The tail intensities observed for the vehicle and positive controls remained within the range of the laboratories historical control data, thus demonstrating the sensitivity and validity of the test.

In conclusion, based on the experimental findings, Zinc, bis(O,O-bis(1-methylethyl) phosphorodithioato-.kappa.S)bis (cyclohexanamine)-,(T-4)- has not shown any evidence of causing an increase in DNA strand breaks in the liver, whereas evidence of causing an increase in DNA strand breaks in the duodenum and glandular stomach of male rats was noted. However, due to the confounding presence of hedgehog cells, these increases are considered to be linked with cytotoxicity. Thus, the results of the Comet assay are considered equivocal with respect to the induction of DNA strand breaks in both, the duodenum and the glandular stomach of male Wistar rats treated with the registered substance.

 

Conclusion for genetic toxicity

Based on the available data, the registered substance was negative for gene mutation in bacteria (Ames test) but showed clastogenic properties without metabolic activation in cultured peripheral human lymphocytes in vitro. An equivocal result on induction of DNA damage in duodenum and glandular stomach by the test substance was obtained in an in vivo Comet assay. Considering all available data, the test item is currently considered to be inconclusive for genetic toxicity. Thus, a mammalian erythrocyte micronucleus test according to OECD guideline 474 is proposed.

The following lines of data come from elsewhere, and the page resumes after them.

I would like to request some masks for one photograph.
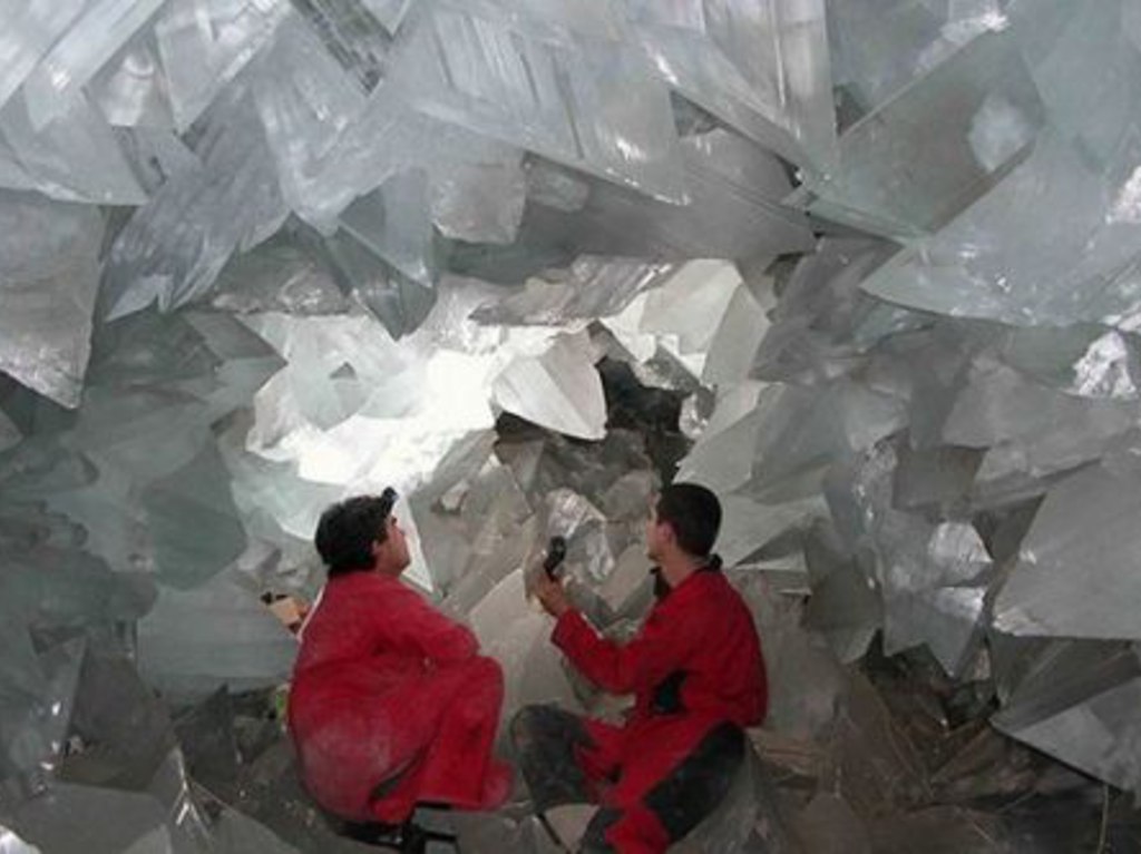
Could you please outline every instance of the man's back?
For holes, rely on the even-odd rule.
[[[649,620],[683,633],[675,669],[639,710],[691,714],[753,726],[764,718],[768,688],[761,643],[741,595],[717,570],[695,572],[655,605]]]

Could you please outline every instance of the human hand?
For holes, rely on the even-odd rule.
[[[545,572],[540,572],[535,579],[535,599],[543,610],[555,618],[570,610],[570,600],[563,588],[563,583]]]

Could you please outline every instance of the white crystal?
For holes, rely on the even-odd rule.
[[[0,192],[0,369],[75,407],[90,352],[103,217]]]

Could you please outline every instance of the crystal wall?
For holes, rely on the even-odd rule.
[[[321,510],[598,709],[521,568],[629,632],[671,477],[775,691],[693,849],[1136,843],[1139,0],[0,10],[0,847],[353,851],[273,715]]]

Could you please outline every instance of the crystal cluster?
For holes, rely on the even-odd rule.
[[[269,605],[387,486],[509,711],[606,708],[547,538],[622,635],[656,485],[718,490],[774,709],[689,849],[1141,791],[1141,2],[0,10],[0,848],[354,851]]]

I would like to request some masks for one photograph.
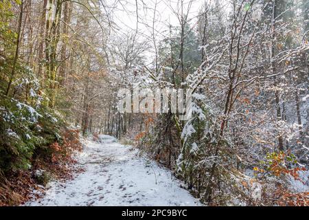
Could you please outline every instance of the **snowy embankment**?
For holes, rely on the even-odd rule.
[[[65,183],[54,182],[46,195],[25,206],[201,206],[168,169],[139,157],[138,151],[100,136],[84,140],[77,155],[84,172]]]

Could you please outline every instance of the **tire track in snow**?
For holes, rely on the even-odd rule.
[[[84,140],[78,166],[85,171],[50,184],[46,195],[25,206],[201,206],[170,170],[137,155],[138,151],[102,135]]]

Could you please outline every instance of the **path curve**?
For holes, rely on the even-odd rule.
[[[170,170],[137,155],[137,150],[103,135],[84,140],[77,166],[84,172],[52,182],[46,195],[25,206],[201,206]]]

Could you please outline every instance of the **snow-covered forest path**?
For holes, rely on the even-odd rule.
[[[103,135],[84,141],[77,156],[84,169],[66,182],[52,182],[46,195],[26,206],[200,206],[168,170],[137,150]]]

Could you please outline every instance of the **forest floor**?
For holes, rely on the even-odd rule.
[[[171,171],[139,156],[138,150],[102,135],[84,140],[73,179],[49,183],[45,194],[25,206],[201,206]]]

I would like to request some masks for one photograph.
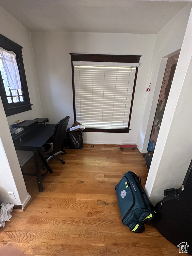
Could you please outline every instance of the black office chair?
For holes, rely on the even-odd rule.
[[[66,116],[61,119],[55,125],[53,135],[49,141],[44,144],[45,151],[42,153],[44,155],[51,154],[51,155],[47,160],[48,162],[52,158],[56,158],[65,164],[65,162],[63,159],[56,156],[60,154],[66,154],[63,148],[65,140],[65,133],[69,120],[69,117]],[[43,166],[44,170],[46,167]]]

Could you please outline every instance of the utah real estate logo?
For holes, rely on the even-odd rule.
[[[182,242],[177,245],[179,247],[179,252],[180,253],[187,253],[187,248],[189,247],[186,242]]]

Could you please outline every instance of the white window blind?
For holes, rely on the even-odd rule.
[[[127,127],[136,68],[74,66],[76,120],[86,128]]]

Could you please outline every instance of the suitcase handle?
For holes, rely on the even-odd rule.
[[[167,194],[167,192],[170,192],[171,191],[174,191],[175,192],[175,196],[179,196],[179,194],[177,192],[177,190],[175,188],[169,188],[168,189],[166,189],[164,191],[164,196],[169,196],[169,195]]]

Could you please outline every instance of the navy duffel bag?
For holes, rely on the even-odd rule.
[[[144,224],[152,222],[155,212],[141,182],[136,173],[128,171],[115,186],[122,221],[136,233],[145,230]]]

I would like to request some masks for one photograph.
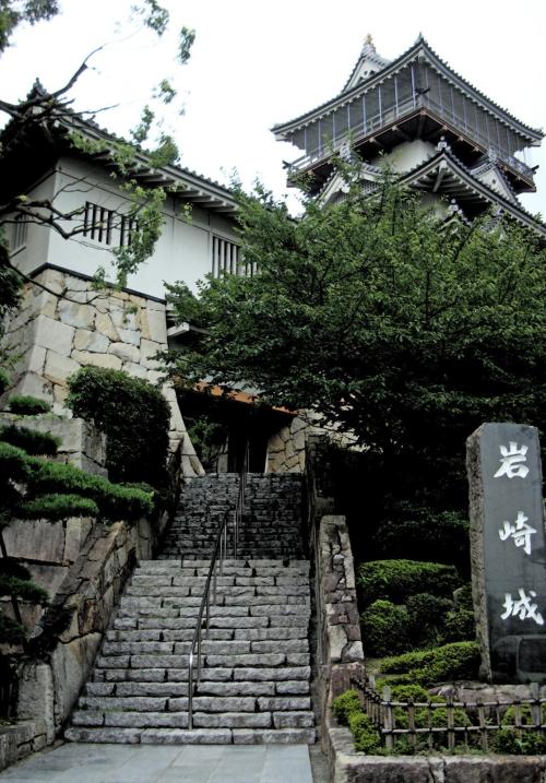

Justification for classification or non-classification

The data as available for genotoxicity/mutagenicity consists of an in vitro Ames test, which was negative with and without metabolic activation, an in vitro Micronucleus test, which was positive in the absence but negative in the presence of metabolic activation, and a newly conducted in vivo Comet assay with male rats. The findings of the Comet assay are considered equivocal with respect to both, the duodenum and glandular stomach of rat, whereas the result was negative for the liver. Hereby it needs to be mentioned that the result of the glandular stomach is of no particular relevance for man.

Thus, the whole set of data as yet available is not considered sufficient to support any classification and labelling of the test item for genotoxicity/mutagenicity according to the CLP Regulation (EC) No. 1272/2008.